General-purpose web data processing library with IRI handling and MicroXML/XML processing

These details have been verified by PyPI

Project links

GitHub Statistics

Maintainers

uche

These details have not been verified by PyPI

Project description

Amara is a general-purpose web data processing library with IRI handling and MicroXML/XML processing

Features

IRI (Internationalized Resource Identifier) processing - Complete implementation for handling IRIs, including percent encoding/decoding, joining, splitting, and validation
MicroXML/XML parsing and processing - Simplified XML data model based on MicroXML, with support for full XML 1.0
HTML5 parsing - Parse HTML5 documents with modern html5lib-modern
XPath-like queries - MicroXPath support for querying XML documents
Command-line tool - microx for rapid XML/MicroXML processing and extraction

Installation

Requires Python 3.12 or later.

pip install amara

Or with uv (recommended):

uv pip install amara

You can also install directly from the latest source version:

git clone https://github.com/OoriData/Amara.git
cd Amara
pip install -U .

Quick Start

IRI Processing

from amara.iri import I, iri

# Create and manipulate IRIs
url = I('http://example.org/path/to/resource')
print(url.scheme)  # 'http'
print(url.host)    # 'example.org'

# Join relative paths with base URLs
joined = iri.join('http://example.org/a/b', '../c')
print(joined)  # 'http://example.org/a/c'

# Percent encoding/decoding
encoded = iri.percent_encode('hello world!')
print(encoded)  # 'hello%20world%21'

XML Processing

from amara.uxml import parse

SAMPLE_XML = '''<monty>
  <python spam="eggs">What do you mean "bleh"</python>
  <python ministry="abuse">But I was looking for argument</python>
</monty>'''

# Parse XML
root = parse(SAMPLE_XML)
print(root.xml_name)  # "monty"

# Access children and attributes
for child in root.xml_children:
    if hasattr(child, 'xml_attributes'):
        print(f'Element: {child.xml_name}')
        print(f'Spam attr: {child.xml_attributes.get('spam')}')
        print(f'Text: {child.xml_value}')
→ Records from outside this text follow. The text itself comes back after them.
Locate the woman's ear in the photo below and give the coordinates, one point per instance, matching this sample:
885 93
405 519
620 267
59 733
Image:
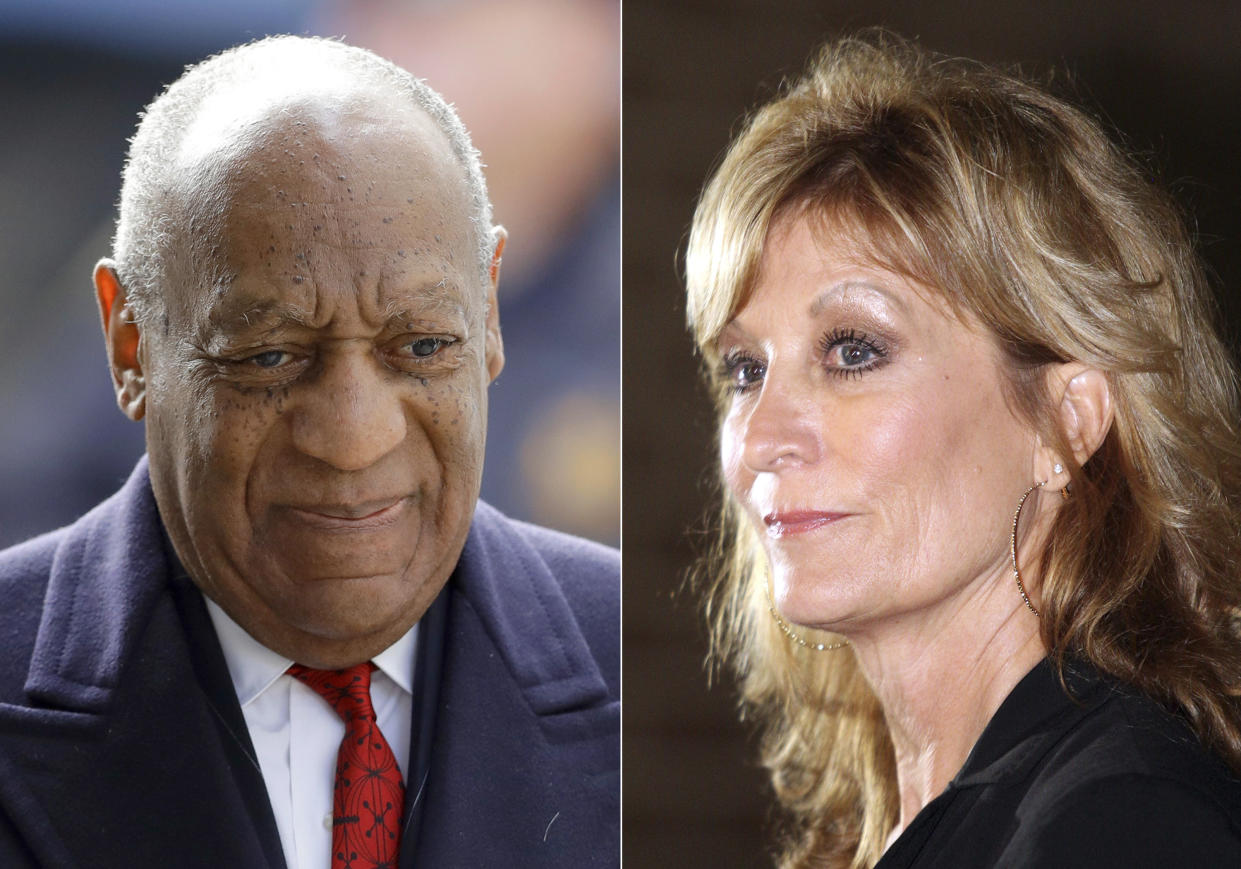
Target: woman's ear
1085 415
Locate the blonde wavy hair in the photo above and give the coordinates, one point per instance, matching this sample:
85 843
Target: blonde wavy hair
1021 212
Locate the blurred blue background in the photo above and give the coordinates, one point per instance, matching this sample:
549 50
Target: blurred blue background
535 81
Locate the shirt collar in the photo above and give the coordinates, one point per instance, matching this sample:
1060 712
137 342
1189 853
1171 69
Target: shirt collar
255 668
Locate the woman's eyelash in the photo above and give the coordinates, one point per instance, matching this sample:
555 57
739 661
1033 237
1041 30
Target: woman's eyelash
848 353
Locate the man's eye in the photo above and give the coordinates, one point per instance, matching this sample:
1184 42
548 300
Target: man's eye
426 346
268 359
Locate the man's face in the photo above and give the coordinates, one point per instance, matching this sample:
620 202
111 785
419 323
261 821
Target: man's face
315 427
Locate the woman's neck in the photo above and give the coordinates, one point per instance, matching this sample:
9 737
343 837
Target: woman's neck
940 678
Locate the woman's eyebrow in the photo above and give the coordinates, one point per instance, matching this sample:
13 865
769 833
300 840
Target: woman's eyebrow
839 291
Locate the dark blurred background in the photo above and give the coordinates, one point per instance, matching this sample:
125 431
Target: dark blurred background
535 81
1165 75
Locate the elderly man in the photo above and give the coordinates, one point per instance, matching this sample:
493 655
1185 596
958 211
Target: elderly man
295 637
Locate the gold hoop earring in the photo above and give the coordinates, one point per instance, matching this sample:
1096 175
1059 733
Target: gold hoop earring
788 632
1016 574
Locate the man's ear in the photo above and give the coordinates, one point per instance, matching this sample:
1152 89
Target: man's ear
123 338
1085 414
494 342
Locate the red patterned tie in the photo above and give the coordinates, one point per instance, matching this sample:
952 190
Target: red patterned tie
369 795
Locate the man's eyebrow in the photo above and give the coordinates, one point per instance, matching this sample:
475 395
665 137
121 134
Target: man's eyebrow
259 317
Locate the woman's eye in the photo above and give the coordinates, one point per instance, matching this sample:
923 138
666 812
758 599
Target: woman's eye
268 359
849 353
742 371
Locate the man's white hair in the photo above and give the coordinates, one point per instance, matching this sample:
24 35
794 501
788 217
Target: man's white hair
165 230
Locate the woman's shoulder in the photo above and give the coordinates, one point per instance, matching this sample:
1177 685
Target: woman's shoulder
1131 785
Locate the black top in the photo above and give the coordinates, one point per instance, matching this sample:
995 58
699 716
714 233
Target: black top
1103 778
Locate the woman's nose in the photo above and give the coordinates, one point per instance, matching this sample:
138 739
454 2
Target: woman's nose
351 416
779 428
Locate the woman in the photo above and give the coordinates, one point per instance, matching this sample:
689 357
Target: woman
976 425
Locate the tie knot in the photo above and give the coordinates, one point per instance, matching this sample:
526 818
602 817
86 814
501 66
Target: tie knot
348 690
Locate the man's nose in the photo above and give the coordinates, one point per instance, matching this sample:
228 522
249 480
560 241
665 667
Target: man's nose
781 428
351 415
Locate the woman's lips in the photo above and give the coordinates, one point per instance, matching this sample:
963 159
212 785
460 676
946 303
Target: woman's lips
799 522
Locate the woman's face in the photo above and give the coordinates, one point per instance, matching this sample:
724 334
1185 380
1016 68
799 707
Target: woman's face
868 438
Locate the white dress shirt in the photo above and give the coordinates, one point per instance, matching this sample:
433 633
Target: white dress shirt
297 734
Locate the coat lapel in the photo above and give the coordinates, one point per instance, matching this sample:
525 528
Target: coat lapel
525 765
118 759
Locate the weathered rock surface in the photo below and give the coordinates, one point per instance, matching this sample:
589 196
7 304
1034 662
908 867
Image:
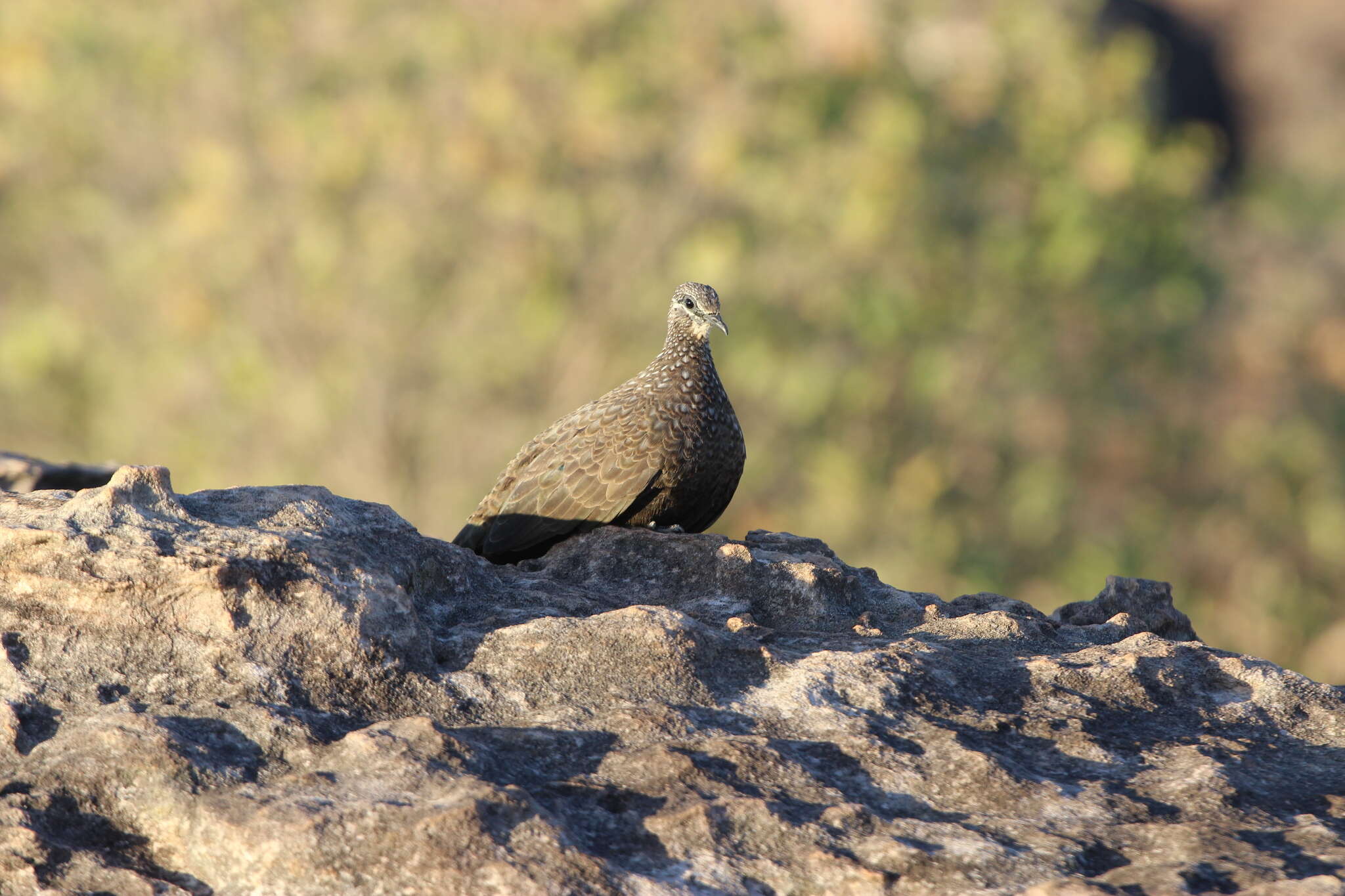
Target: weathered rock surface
282 691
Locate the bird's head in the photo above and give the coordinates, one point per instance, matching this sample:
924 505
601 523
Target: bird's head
701 305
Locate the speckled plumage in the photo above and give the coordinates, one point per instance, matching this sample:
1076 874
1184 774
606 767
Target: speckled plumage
663 448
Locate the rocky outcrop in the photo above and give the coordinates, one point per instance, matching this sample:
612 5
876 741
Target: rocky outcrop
282 691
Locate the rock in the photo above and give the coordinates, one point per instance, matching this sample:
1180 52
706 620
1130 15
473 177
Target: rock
277 689
22 473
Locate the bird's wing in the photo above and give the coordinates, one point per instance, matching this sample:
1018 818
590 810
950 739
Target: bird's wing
590 467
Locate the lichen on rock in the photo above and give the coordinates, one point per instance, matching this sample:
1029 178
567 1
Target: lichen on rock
283 691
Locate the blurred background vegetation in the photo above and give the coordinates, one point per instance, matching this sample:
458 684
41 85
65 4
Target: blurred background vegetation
990 328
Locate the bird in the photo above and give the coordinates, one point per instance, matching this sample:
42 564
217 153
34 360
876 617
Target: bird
663 449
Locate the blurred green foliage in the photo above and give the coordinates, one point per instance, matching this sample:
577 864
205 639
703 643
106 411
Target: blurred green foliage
989 333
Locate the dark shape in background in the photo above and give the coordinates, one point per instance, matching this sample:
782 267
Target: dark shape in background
1191 83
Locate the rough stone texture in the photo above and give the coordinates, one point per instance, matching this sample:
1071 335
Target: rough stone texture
282 691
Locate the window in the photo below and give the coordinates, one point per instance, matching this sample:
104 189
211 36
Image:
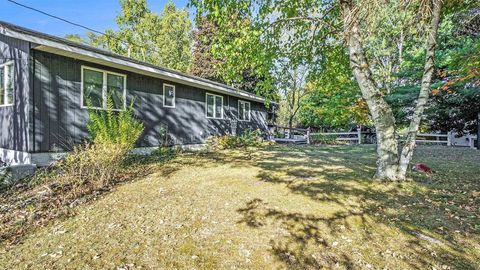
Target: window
168 95
6 84
98 86
214 106
243 110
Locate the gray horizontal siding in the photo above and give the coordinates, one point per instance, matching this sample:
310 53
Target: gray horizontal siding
14 120
60 121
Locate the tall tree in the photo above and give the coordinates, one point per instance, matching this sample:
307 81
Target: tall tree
213 58
315 23
162 39
334 100
205 64
291 83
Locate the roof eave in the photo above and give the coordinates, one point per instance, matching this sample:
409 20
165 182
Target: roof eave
51 46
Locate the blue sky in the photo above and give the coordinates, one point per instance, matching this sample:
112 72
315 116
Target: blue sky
96 14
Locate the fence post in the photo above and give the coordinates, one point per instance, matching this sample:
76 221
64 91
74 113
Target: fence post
359 134
308 135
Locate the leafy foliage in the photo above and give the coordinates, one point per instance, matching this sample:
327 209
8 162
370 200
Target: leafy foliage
334 100
162 39
114 127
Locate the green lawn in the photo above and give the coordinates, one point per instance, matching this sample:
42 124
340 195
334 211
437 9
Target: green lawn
286 207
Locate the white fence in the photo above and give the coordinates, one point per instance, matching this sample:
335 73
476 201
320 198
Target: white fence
433 138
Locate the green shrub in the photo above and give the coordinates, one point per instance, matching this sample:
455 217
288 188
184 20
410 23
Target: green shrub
114 127
96 163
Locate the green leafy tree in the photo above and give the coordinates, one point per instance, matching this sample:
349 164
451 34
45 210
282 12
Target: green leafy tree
311 24
162 39
334 100
205 64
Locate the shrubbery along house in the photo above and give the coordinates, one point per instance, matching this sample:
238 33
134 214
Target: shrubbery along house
47 85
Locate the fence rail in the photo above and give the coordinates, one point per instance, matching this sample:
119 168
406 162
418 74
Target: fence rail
360 137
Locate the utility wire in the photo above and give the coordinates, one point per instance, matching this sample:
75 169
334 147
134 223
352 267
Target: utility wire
56 17
81 26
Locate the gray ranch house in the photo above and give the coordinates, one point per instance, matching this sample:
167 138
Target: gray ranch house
45 82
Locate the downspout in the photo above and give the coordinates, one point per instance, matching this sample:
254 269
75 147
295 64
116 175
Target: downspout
32 93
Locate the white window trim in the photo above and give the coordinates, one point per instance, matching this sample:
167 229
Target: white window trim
5 84
214 106
242 103
104 89
174 95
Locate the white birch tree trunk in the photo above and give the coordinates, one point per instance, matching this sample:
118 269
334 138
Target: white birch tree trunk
390 165
380 111
407 151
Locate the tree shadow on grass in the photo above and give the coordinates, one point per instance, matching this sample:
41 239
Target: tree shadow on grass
338 178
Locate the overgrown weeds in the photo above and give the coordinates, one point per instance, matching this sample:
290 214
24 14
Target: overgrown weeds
90 169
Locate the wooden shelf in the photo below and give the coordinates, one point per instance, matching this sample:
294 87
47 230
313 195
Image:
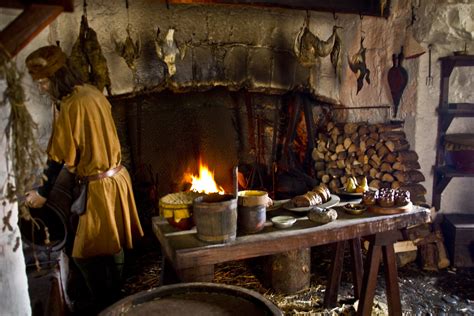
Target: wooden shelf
446 113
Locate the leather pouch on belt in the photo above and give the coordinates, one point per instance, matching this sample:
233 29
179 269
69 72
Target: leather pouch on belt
79 205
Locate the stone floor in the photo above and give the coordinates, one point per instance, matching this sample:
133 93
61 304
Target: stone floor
445 292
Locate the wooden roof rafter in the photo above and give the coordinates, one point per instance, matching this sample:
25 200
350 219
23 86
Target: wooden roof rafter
36 16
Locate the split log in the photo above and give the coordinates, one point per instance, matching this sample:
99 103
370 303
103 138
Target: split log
387 177
382 150
350 128
386 167
363 130
319 165
391 157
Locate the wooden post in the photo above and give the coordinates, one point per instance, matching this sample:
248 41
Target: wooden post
289 272
381 244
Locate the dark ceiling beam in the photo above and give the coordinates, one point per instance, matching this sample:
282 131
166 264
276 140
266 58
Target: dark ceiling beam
361 7
68 5
26 26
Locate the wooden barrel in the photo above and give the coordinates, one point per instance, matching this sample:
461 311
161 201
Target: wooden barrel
215 216
208 299
52 220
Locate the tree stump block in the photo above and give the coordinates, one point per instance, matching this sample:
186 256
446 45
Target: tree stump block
289 272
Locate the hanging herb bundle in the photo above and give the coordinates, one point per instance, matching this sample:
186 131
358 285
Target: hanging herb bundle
86 57
130 49
22 148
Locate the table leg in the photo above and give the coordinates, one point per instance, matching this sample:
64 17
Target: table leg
335 272
380 244
369 280
357 269
391 279
289 272
167 273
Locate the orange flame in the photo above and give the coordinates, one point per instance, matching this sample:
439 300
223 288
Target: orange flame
204 183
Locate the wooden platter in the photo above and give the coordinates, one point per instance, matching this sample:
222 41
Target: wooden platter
377 209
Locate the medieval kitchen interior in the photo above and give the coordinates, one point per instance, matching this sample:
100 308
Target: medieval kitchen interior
287 157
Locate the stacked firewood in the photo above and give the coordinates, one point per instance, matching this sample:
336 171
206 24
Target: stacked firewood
379 152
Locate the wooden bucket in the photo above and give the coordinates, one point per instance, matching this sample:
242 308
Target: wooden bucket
215 217
54 215
194 299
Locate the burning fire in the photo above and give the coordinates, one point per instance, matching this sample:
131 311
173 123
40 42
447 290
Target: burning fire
204 183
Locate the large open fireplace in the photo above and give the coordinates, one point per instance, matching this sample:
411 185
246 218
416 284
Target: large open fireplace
282 143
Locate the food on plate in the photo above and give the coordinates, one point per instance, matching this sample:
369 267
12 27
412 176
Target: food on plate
386 197
354 209
308 199
368 197
351 185
319 195
322 215
323 191
363 186
402 197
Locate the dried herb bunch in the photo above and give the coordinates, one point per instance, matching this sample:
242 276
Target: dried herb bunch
23 150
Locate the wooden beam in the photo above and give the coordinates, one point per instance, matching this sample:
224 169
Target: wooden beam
26 26
362 7
68 5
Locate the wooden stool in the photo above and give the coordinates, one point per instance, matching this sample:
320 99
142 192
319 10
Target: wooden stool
332 288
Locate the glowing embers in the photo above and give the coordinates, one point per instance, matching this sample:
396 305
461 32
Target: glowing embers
204 182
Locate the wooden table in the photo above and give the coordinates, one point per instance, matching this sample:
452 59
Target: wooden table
194 260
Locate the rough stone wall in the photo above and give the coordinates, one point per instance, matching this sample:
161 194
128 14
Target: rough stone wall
252 48
448 26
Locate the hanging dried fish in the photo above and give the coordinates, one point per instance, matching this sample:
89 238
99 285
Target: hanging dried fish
78 58
359 67
308 47
167 50
336 56
129 51
86 56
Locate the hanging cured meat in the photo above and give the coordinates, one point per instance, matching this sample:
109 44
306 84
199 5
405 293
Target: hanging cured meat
308 47
86 56
397 80
359 67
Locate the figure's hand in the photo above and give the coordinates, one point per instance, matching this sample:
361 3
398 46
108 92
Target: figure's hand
34 200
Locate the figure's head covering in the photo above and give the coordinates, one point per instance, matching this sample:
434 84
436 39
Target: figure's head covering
45 61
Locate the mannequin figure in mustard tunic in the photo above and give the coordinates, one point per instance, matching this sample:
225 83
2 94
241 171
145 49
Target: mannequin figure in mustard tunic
84 139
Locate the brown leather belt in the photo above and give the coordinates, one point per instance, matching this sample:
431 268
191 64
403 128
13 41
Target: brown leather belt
109 173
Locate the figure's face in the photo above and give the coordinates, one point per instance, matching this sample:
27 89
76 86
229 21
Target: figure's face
43 85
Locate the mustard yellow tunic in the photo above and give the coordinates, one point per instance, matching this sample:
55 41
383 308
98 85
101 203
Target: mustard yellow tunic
85 137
# Iterate through all elements
for elem in root.xml_descendants():
    print(f'Found element: {elem.xml_name}')

"MicroXML?" What's that?

MicroXML is a W3C Community Project and spec. A lot of XML veterans, including Uche, Amara's founder, had become fed up with the levels of unnecessary complexity in the XML stack, including XML Namespaces, which charges a huge technical cost in order to solve an overstated problem. Amara implements the MicroXML data model, and allows you to parse into this from tradiional XML and the MicroXML serialization.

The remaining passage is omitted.